And RIOC’s neglect is doubly painful while the F Train is largely out of service. No apparent reason exists for rushing this work; so, why not wait until the Track Fixation Project is completed in a few months?
Again, this isn’t about residents or even tourists. If it were, Leitner-POMA would have tackled the swinging cabins first. This partial shutdown is about what’s easiest for the operators and, of course, RIOC’s distant executives.
Roosevelt Islanders come last, again.
But It Wasn’t Always Like This: A Flashback
Just seven years ago, Leitner-POMA undertook a similar but more extensive project.
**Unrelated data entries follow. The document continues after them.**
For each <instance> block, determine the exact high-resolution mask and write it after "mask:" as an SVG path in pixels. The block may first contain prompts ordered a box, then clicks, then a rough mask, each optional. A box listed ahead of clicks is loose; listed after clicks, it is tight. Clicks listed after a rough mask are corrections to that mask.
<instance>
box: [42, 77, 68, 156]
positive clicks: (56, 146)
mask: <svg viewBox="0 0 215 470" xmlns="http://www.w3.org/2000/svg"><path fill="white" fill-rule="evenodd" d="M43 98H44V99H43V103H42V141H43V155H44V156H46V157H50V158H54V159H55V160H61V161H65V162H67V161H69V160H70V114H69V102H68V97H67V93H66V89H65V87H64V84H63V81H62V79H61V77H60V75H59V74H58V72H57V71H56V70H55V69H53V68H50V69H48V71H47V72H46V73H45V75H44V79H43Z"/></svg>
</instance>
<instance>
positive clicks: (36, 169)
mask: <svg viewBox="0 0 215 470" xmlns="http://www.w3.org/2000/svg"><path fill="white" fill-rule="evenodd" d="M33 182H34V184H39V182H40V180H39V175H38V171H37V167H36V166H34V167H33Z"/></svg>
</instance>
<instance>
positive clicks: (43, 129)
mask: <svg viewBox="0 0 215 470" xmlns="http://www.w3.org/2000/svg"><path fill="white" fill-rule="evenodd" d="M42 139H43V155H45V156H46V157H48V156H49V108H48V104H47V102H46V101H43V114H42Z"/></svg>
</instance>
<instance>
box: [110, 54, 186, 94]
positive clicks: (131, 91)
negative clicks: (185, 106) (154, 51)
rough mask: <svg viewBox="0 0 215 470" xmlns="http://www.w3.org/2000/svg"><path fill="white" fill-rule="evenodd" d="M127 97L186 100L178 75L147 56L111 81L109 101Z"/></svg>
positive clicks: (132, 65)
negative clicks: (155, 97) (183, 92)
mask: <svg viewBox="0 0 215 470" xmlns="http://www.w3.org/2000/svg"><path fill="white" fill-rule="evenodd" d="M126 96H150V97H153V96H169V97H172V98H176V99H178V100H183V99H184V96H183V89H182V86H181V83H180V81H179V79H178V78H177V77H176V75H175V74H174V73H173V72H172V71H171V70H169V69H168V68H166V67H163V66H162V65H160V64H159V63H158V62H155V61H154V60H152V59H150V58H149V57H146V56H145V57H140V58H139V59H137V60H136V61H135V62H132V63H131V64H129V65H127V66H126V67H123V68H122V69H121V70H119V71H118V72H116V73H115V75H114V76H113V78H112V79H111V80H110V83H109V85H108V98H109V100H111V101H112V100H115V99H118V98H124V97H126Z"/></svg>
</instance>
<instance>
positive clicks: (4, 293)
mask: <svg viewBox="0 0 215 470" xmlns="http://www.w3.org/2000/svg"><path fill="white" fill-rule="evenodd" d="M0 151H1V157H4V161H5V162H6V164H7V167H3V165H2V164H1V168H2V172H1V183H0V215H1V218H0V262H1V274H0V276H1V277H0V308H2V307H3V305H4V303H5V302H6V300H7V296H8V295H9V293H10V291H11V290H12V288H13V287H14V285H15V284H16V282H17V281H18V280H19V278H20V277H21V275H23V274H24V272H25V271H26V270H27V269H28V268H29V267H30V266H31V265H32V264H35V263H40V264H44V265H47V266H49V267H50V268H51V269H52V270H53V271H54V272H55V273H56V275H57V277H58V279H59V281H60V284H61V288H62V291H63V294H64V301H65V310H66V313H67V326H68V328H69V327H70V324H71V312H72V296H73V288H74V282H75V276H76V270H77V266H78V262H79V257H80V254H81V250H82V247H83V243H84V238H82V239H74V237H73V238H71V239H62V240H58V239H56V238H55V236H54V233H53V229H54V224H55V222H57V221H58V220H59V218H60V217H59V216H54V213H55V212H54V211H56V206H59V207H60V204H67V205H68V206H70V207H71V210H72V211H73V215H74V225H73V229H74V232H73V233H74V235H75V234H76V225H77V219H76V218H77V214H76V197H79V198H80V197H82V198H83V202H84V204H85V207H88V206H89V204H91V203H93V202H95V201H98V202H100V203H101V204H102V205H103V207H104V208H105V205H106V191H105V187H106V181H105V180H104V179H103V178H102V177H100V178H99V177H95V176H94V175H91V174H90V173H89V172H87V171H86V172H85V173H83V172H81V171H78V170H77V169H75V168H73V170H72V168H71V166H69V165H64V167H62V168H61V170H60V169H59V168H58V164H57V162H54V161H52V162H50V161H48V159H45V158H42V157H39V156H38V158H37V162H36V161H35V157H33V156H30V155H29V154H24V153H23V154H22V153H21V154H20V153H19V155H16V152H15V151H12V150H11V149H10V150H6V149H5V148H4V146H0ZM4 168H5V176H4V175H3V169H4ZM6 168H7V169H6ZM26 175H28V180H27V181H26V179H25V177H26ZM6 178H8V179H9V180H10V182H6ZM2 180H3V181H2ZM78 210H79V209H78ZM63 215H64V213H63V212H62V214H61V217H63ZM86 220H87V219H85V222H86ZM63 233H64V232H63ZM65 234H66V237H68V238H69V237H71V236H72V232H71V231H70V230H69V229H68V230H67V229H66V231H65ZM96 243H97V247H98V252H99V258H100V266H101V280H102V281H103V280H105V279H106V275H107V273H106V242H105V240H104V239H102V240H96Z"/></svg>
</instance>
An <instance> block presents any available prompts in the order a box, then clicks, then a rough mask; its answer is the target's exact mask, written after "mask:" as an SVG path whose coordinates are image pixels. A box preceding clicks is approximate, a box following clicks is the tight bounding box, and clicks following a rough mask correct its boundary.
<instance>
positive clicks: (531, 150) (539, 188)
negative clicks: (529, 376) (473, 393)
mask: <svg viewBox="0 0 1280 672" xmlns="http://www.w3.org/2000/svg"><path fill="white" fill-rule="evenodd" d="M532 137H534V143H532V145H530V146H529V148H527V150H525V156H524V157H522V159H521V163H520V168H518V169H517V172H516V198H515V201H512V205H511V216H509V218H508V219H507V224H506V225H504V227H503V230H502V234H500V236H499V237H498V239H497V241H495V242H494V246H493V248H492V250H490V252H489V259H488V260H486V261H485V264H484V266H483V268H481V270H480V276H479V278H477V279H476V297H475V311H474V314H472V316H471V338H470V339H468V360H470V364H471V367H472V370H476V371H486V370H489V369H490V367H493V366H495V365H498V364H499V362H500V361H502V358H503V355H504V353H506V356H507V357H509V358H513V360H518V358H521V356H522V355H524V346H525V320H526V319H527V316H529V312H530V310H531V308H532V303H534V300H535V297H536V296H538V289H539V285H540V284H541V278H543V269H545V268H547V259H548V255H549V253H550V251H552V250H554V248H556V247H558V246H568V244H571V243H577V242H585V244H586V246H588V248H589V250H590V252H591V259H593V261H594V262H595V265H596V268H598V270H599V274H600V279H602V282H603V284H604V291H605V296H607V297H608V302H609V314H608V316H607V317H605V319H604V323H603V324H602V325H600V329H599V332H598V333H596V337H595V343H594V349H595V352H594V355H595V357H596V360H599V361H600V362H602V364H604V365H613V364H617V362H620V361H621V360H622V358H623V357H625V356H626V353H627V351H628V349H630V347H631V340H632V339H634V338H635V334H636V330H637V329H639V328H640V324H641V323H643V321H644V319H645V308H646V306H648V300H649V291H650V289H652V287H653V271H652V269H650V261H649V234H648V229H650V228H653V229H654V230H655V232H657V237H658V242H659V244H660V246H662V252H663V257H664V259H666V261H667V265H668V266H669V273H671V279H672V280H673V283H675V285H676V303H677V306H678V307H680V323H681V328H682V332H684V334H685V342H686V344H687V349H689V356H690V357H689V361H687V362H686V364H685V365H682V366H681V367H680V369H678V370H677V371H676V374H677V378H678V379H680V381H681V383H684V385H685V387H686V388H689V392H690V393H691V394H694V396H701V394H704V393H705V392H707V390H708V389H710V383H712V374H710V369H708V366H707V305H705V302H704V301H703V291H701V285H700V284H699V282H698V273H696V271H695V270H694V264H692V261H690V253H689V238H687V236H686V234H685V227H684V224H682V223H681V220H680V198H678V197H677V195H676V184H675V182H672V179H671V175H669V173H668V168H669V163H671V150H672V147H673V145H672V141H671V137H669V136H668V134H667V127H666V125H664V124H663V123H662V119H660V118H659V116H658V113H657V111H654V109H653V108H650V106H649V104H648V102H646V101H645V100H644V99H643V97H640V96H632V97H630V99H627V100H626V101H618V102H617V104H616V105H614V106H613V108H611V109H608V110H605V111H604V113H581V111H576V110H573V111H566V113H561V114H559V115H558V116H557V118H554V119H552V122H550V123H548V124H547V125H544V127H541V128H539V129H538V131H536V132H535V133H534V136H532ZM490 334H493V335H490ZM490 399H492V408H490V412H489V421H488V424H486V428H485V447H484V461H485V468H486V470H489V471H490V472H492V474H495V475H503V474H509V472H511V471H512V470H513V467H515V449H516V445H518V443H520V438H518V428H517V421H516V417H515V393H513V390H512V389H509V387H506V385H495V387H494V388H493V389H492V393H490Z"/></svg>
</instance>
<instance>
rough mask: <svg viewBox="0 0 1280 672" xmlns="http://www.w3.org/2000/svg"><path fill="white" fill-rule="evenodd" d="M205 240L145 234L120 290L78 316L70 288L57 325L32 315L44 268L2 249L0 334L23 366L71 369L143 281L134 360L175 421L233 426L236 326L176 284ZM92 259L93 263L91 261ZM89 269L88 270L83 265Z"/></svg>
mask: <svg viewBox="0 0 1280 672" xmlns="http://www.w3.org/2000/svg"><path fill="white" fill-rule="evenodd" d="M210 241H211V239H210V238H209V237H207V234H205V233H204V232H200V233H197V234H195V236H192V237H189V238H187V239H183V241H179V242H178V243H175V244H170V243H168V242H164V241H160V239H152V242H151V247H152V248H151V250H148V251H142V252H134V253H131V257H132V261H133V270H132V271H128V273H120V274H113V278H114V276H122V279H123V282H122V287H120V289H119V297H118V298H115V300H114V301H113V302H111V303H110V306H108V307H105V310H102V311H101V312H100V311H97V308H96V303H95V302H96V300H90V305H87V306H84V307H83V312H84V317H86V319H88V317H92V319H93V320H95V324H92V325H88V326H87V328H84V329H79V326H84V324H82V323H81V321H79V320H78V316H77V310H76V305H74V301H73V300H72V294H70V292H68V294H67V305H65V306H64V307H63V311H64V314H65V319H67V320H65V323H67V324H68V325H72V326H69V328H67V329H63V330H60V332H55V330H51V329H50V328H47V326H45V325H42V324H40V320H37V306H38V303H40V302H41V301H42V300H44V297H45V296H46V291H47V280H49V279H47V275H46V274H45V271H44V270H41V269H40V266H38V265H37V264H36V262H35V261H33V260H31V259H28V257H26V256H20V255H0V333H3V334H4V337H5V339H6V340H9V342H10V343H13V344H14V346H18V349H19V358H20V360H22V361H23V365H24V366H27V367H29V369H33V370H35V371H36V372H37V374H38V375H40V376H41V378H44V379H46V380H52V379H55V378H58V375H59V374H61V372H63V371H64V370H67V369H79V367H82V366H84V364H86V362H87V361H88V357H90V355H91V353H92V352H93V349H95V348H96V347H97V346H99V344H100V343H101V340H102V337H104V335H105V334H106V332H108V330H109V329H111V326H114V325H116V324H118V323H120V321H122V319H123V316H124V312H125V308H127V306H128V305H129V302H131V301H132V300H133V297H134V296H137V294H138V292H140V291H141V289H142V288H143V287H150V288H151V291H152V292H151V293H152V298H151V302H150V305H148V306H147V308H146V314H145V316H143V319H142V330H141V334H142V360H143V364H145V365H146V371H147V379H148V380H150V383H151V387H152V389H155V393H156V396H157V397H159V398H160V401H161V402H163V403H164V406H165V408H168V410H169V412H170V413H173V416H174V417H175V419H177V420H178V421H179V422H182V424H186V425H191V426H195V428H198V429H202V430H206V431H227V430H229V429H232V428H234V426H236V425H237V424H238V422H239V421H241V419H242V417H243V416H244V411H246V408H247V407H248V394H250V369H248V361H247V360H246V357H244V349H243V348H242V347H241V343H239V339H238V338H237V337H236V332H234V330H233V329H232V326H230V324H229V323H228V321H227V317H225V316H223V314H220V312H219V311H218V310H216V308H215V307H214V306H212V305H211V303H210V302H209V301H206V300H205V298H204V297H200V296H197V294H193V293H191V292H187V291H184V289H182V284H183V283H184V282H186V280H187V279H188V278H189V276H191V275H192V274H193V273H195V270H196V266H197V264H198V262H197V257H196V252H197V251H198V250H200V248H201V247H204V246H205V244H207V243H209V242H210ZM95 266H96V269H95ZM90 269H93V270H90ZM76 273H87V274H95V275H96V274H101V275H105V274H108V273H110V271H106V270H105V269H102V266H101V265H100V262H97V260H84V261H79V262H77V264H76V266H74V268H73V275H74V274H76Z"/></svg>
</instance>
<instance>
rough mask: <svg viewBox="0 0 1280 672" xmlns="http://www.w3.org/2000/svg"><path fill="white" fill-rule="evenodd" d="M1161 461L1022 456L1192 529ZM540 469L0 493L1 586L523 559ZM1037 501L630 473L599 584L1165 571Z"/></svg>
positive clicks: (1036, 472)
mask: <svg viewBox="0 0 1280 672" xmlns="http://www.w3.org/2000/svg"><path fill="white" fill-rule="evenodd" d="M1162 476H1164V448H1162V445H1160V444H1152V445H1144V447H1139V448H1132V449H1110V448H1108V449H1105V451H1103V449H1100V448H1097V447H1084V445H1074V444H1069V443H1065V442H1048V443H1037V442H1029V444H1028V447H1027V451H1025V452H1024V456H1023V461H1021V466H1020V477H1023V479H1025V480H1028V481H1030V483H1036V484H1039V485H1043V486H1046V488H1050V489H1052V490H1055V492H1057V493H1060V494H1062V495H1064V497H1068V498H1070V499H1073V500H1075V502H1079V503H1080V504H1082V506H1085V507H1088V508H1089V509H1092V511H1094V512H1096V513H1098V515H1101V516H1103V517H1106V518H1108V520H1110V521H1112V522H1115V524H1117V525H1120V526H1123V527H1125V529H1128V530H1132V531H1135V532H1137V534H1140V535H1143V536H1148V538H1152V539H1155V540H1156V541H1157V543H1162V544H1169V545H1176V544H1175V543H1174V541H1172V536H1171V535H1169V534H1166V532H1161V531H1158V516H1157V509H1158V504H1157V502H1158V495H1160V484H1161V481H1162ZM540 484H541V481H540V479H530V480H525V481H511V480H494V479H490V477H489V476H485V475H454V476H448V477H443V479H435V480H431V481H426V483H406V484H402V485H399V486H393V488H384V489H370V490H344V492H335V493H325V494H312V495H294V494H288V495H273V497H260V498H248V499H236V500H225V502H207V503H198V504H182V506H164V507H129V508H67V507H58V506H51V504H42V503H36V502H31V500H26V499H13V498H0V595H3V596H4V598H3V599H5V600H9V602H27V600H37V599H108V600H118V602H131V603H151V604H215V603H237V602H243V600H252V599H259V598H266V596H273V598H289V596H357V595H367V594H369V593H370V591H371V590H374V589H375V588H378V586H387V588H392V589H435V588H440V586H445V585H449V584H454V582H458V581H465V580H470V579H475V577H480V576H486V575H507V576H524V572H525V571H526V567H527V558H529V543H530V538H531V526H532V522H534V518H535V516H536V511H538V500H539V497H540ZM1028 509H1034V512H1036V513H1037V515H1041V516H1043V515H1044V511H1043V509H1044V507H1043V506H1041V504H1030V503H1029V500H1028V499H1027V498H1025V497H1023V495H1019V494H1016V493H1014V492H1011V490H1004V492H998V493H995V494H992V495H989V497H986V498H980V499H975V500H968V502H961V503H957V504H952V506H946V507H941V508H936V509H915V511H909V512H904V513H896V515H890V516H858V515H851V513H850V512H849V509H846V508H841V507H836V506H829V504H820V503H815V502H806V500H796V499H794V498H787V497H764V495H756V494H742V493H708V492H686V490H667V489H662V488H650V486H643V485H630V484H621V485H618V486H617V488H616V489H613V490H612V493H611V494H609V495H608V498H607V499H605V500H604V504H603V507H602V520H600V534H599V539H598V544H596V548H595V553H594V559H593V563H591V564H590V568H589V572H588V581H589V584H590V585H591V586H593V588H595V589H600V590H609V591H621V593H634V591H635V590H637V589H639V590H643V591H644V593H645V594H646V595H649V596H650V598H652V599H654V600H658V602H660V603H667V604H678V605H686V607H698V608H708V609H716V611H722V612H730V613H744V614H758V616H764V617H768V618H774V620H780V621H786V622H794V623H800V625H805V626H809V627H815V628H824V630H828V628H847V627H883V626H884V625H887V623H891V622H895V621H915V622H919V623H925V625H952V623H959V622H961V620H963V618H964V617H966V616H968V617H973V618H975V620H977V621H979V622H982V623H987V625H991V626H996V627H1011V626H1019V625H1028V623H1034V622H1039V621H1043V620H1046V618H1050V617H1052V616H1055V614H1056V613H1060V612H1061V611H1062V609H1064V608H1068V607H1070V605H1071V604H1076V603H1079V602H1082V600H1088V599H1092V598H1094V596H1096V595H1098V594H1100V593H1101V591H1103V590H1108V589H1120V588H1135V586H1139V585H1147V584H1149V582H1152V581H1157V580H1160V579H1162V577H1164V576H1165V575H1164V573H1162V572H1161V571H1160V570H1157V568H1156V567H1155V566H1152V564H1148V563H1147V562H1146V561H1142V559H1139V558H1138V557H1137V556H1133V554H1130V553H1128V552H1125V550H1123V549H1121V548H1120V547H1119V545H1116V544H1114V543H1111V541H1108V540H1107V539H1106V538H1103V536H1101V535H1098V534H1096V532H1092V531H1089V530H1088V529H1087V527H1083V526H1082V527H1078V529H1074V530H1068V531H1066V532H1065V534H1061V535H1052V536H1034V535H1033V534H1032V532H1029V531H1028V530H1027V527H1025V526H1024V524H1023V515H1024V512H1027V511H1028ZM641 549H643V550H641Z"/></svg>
Inspections and maintenance, along with floor replacement in both cabins, required a full month. (The floor work apparently failed to meet standards, or they wouldn’t need replacing again so soon.)
This was, of course, long before RIOC started promoting the Tram as a low-cost tourist attraction. But with many fewer passengers demanding rides, RIOC – then under the leadership of Susan Rosenthal – handled it much differently.
That’s right, a single cabin but running on a rush-hour schedule and RIOC shuttles from 10:00 a.m. until 8:30 p.m.
And, I confess, I challenged Rosenthal in The Daily’s first year, telling her it wasn’t enough. Her answer: “I respectfully disagree.”
Imagine that – a RIOC chief who responds to the media and is more than willing to push back, defending her decisions.
(Yes, I know I repeated myself, but the thought was so pleasant.)